The textContent property allows you to get or set the textual content of a specified node and all its descendants. When you set textContent, any HTML tags within the string you provide will be treated as plain text and will not be rendered as HTML.

• Purpose: To work purely with the text content of an element, ignoring any HTML markup.
• Safe: Automatically escapes any HTML characters, making it safe from Cross-Site Scripting (XSS) attacks when inserting user-generated content.
• Performance: Generally performs better than innerHTML when only text is involved, as it doesn't need to parse HTML.
• Syntax: element.textContent = 'new text'; or let text = element.textContent;

2. innerHTML Property

The innerHTML property allows you to get or set the HTML content (including tags and text) of an element. When you set innerHTML, the string you provide is parsed by the browser as HTML, and the resulting elements are inserted into the DOM.

• Purpose: To insert or retrieve HTML markup within an element. Useful for dynamically building complex HTML structures.
• Powerful but Risky: Because it parses HTML, it's susceptible to Cross-Site Scripting (XSS) attacks if you use it to insert unvalidated user-generated content. Malicious scripts can be injected and executed.
• Performance: Can be slower than textContent for pure text manipulation because it involves the browser's HTML parser.
• Syntax: element.innerHTML = '<h2>New HTML</h2>'; or let html = element.innerHTML;

3. When to Use Which?

The choice between textContent and innerHTML depends on your needs:

• Use textContent when:

  • You only need to retrieve or set plain text content.
  • You are inserting data that might come from an untrusted source (like user input) to prevent XSS attacks.
  • Performance is critical for text-only updates.

• Use innerHTML when:

  • You need to insert or retrieve HTML markup.
  • You are generating dynamic HTML from trusted sources (e.g., templates, your own static data).
  • You understand and have mitigated the XSS risks if using untrusted input.

General Rule: Prefer textContent by default if you don't need to render HTML. If you must render HTML, ensure the source is trusted or properly sanitized before using innerHTML.
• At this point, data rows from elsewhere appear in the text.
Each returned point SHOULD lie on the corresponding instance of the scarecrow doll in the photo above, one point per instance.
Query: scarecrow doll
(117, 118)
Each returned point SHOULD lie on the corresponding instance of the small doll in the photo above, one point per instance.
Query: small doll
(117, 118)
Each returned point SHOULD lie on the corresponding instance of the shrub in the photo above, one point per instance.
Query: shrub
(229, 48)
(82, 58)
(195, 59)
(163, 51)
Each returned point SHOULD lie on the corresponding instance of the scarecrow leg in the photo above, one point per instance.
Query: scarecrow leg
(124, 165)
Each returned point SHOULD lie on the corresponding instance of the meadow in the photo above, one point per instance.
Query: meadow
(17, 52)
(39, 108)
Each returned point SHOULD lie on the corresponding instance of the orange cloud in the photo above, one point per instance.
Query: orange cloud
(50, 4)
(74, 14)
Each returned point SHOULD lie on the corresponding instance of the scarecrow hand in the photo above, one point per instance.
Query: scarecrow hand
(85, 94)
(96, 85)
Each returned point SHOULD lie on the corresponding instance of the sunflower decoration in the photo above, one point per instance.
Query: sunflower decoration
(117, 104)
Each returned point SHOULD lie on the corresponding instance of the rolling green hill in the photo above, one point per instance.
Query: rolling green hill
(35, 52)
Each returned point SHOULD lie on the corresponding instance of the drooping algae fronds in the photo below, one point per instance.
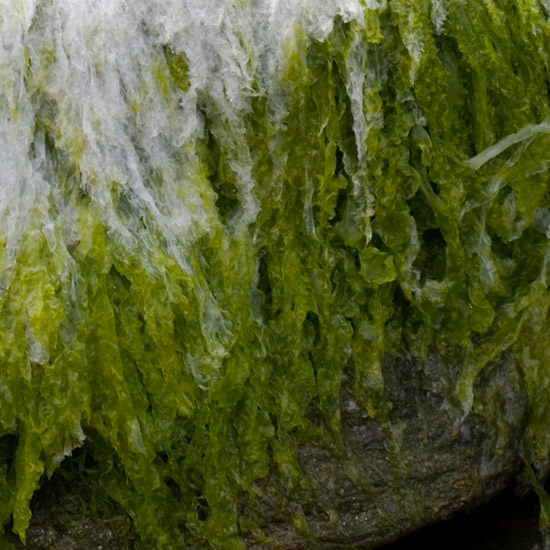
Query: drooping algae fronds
(210, 210)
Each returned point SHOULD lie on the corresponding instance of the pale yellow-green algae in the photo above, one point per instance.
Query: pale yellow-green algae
(209, 210)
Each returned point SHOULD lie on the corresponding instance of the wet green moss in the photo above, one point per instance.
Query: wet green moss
(188, 372)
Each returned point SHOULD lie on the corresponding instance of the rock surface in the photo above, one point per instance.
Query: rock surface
(383, 482)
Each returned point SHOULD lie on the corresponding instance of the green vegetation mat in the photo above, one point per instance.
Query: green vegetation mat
(210, 210)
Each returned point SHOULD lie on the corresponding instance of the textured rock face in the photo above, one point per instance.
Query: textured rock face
(386, 482)
(378, 484)
(217, 218)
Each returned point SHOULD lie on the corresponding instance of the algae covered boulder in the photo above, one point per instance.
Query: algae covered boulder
(278, 269)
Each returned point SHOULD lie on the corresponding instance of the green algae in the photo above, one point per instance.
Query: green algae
(402, 205)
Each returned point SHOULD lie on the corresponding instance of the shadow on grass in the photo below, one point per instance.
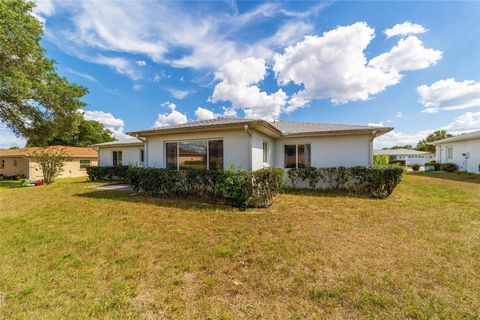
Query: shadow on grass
(456, 176)
(178, 203)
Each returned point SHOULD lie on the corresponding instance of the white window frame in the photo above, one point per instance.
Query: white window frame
(296, 153)
(265, 151)
(193, 140)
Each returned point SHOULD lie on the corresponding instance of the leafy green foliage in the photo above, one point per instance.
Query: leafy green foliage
(238, 188)
(449, 167)
(376, 182)
(423, 145)
(35, 102)
(380, 159)
(51, 162)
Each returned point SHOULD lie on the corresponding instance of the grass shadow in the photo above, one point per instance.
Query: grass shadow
(178, 203)
(455, 176)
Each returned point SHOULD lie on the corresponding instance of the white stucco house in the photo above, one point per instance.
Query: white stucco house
(410, 156)
(463, 150)
(249, 144)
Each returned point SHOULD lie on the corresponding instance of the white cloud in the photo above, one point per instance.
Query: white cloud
(110, 122)
(449, 94)
(172, 118)
(204, 114)
(239, 86)
(407, 54)
(404, 29)
(467, 122)
(9, 139)
(82, 75)
(178, 93)
(333, 66)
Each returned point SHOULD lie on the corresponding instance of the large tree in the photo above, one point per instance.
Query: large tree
(35, 102)
(423, 145)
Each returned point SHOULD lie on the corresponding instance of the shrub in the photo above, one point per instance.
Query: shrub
(376, 182)
(380, 159)
(114, 173)
(235, 187)
(449, 167)
(434, 164)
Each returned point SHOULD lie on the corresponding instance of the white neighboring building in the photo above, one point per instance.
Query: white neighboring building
(118, 153)
(408, 155)
(245, 143)
(463, 150)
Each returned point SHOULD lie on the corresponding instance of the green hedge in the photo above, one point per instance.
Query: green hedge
(117, 173)
(375, 182)
(237, 188)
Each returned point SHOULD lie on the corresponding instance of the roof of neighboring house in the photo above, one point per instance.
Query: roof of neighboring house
(466, 136)
(130, 142)
(401, 152)
(75, 152)
(277, 128)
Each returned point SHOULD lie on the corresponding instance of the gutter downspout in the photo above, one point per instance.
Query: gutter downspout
(145, 150)
(247, 130)
(370, 148)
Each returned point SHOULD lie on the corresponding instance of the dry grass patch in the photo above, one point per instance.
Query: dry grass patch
(69, 251)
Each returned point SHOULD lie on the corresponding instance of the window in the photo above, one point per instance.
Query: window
(449, 153)
(117, 158)
(84, 164)
(194, 154)
(297, 155)
(265, 152)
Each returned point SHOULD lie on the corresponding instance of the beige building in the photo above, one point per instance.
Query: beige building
(15, 162)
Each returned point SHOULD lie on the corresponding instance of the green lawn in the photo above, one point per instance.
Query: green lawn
(68, 251)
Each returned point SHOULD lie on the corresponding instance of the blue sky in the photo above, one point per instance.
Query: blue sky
(414, 66)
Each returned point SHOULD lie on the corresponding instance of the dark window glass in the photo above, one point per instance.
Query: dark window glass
(171, 155)
(265, 152)
(290, 156)
(192, 155)
(117, 158)
(304, 155)
(215, 153)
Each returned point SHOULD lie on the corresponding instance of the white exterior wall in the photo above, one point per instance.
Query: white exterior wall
(470, 164)
(236, 147)
(257, 150)
(130, 155)
(331, 151)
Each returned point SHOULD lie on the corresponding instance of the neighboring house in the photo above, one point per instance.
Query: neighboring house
(463, 150)
(15, 162)
(245, 143)
(125, 152)
(408, 155)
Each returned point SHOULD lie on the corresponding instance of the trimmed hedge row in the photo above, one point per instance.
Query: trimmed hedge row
(237, 188)
(375, 182)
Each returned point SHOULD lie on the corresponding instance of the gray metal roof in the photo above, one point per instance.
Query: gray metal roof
(279, 128)
(401, 152)
(129, 141)
(291, 128)
(466, 136)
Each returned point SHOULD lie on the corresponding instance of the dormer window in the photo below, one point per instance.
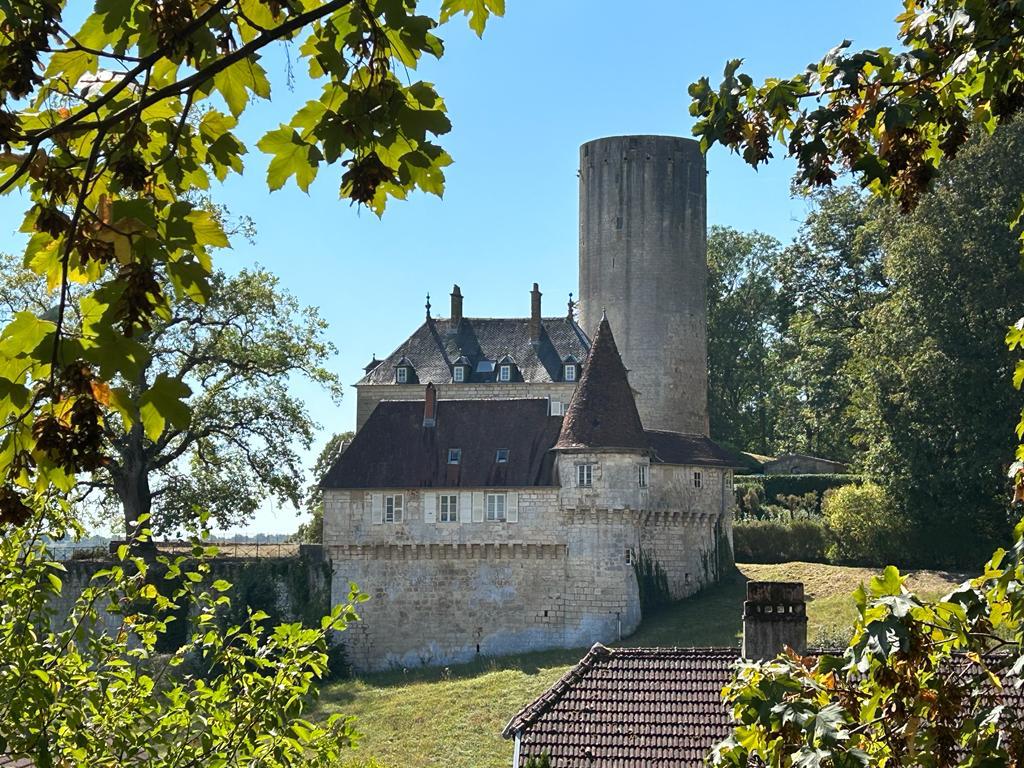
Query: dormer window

Exercise: Content Manipulation

Instructions: Given the following HTML structure, perform the specified content manipulations using textContent and innerHTML.

<div id="displayArea">
  <p>Initial content here.</p>
</div>

<div id="dynamicList">
  </div>

<input type="text" id="userInputField" value="<p>Hello from <b>Input</b>!</p>">
<button id="updateButton">Update Display Area</button>

Your Task:

1. Select the div with id="displayArea".
2. Change its content using textContent to: "This is new plain text." Log the outerHTML of displayArea after this.
3. Select the div with id="dynamicList".
4. Using innerHTML, add three list items (<li>) with dummy content (e.g., "Item 1", "Item 2", "Item 3"). Log the innerHTML of dynamicList after this.
5. Set up an event listener for the updateButton. When clicked:
   • Get the value from userInputField.
   • Set the innerHTML of displayArea to this user input.
   • Observe: Notice how the browser renders the HTML from the input field. (In a real application, you would sanitize userInput before using innerHTML).